The D.A. looked dubious. "I don't see the use. Mose can make up his own mind

about that."

"In addition to which, gentlemen..." Crabbe summarized.

"Oh come on," De Santis said with unpleasant cheerfulness. "You'll never believe

us unless you see it for yourself. It doesn't hurt. Just makes you non compos

for six or seven---"

The plastic bulb shattered in Powell's fingers. A vivid blue light flared under

Crabbe's nose. Caught in mid-oration, the Commissioner collapsed like an empty

sack. Powell looked around in horror.

"Good heavens!" be exclaimed. "What have I done? That bulb simply melted in my

fingers." He looked at De Santis and spoke severely. "You made the covering too

thin, De Santis. Now see what you've done to Commissioner Crabbe."

"What I've done!"

"Feed that data to Mose," the D.A. said in a voice rigid with control. "This I

know he'll buy."

They made the Commissioner's body comfortable in a deep chair. "Now, the murder

method," Powell continued. "Kindly watch this, gentlemen. The band is quicker

than the eye." He exhibited a revolver from the police museum. From the chambers

he removed the shells, and from one of the shells he extracted the bullet. "This

is what Reich did to the gun Jerry Church gave him before the murder. Pretended

to make it safe. A phoney alibi."

"Phoney, hell! That gun is safe. Is that Church's evidence?"

"It is. Look at your sheet."

"Then you don't have to bother Mose with the problem." The D.A. threw his papers

down in disgust. "We haven't got a case."

"Yes we have."

"How can a cartridge kill without a bullet? Your sheet doesn't say anything

about Reich reloading."

"He reloaded."

"He did not," De Santis spat. "There was no projectile in the wound or the room.

There was nothing."

"There was everything. It was easy once I figured the clue."

"There was no clue!" De Santis shouted.

"Why, you located it, De Santis. That bit of candy gel in D'Courtney's mouth.

Remember? And no candy in the stomach."

De Santis glared, Powell grinned. He took an eye-dropper and filled a gel

capsule with water. He pressed it into the open end of the cartridge above the

charge and placed the cartridge in the gun. He raised the gun, aimed at a small

wooden block on the edge of the model table, and pulled the trigger.
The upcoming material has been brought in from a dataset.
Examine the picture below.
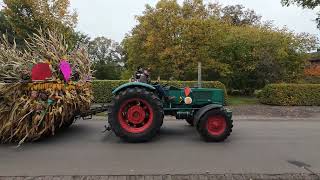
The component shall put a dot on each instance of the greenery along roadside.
(291, 95)
(102, 89)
There was a

dull, flat explosion and the block leaped into fragments.

"For the love of--- That was a trick!" The D.A. exclaimed. "There was something

in that shell besides water." He examined the fragments of wood.

"No, there was not. You can shoot an ounce of water with a powder charge. You

can shoot it with enough muzzle velocity to blow out the back of a head if you

fire through the soft roof of the mouth. That's why Reich had to shoot through

the mouth. That's why De Santis found the bit of gel. That's why he found

nothing else. The projectile was gone."